The variable environ points to an array of strings called the ‘environment’. (This variable must be declared in the user program, but is declared in the header file unistd.h in case the header files came from libc4 or libc5, and in case they came from glibc and _GNU_SOURCE was defined.) This array of strings is made available to the process by the exec(3) call that started the process. By convention these strings have the form ‘name=value’. Common examples are:

USER

The name of the logged-in user (used by some BSD-derived programs).

LOGNAME

The name of the logged-in user (used by some System-V derived programs).

HOME

A user’s login directory, set by login(1) from the password file passwd(5).

LANG

The name of a locale to use for locale categories when not overridden by LC_ALL or more specific environment variables.

PATH

The sequence of directory prefixes that sh(1) and many other programs apply in searching for a file known by an incomplete path name. The prefixes are separated by ‘:’. (Similarly one has CDPATH used by some shells to find the target of a change directory command, MANPATH used by man(1) to find manual pages, etc.)

PWD

The current working directory. Set by some shells.

SHELL

The file name of the user’s login shell.

TERM

The terminal type for which output is to be prepared.

Further names may be placed in the environment by the export command and ‘name=value’ in sh(1), or by the setenv command if you use csh(1). Arguments may also be placed in the environment at the point of an exec(2). A C program can manipulate its environment using the functions getenv(), putenv(), setenv() and unsetenv().

Note that the behaviour of many programs and library routines is influenced by the presence or value of certain environment variables. A random collection:

The variables LANG, LANGUAGE, NLSPATH, LOCPATH, LC_ALL, LC_MESSAGES etc. influence locale handling.
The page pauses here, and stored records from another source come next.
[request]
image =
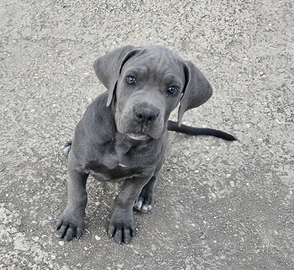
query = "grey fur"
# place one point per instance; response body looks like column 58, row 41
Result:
column 123, row 133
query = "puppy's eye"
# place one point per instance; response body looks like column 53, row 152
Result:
column 131, row 80
column 172, row 90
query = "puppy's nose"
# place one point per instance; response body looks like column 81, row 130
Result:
column 145, row 115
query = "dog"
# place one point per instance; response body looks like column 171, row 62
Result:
column 123, row 133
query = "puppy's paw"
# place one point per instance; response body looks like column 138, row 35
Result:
column 122, row 229
column 143, row 205
column 70, row 226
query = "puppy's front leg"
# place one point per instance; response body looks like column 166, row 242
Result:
column 122, row 226
column 71, row 222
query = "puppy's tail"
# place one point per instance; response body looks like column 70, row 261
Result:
column 173, row 126
column 66, row 148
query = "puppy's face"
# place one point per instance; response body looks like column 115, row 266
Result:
column 148, row 89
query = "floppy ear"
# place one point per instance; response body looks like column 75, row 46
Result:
column 108, row 68
column 197, row 90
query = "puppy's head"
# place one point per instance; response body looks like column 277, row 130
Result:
column 145, row 84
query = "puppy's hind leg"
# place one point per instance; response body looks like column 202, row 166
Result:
column 66, row 148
TMPDIR influences the path prefix of names created by tmpnam() and other routines, the temporary directory used by sort(1) and other programs, etc.
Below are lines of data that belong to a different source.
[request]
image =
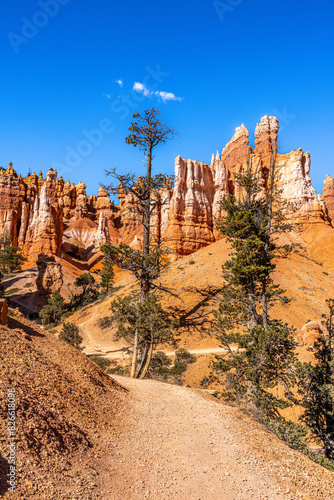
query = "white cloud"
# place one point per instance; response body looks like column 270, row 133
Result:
column 141, row 88
column 167, row 96
column 161, row 94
LD_LIBRARY_PATH, LD_PRELOAD and other LD_* variables influence the behaviour of the dynamic loader/linker.

POSIXLY_CORRECT makes certain programs and library routines follow the prescriptions of POSIX.

The behaviour of malloc() is influenced by MALLOC_* variables.

The variable HOSTALIASES gives the name of a file containing aliases to be used with gethostbyname().

TZ and TZDIR give time zone information.

TERMCAP gives information on how to address a given terminal (or gives the name of a file containing such information).

Etc. etc.

Clearly there is a security risk here. Many a system command has been tricked into mischief by a user who specified unusual values for IFS or LD_LIBRARY_PATH.

SEE ALSO

login(1), sh(1), bash(1), csh(1), tcsh(1), execve(2), exec(3), getenv(3), putenv(3), setenv(3), unsetenv(3).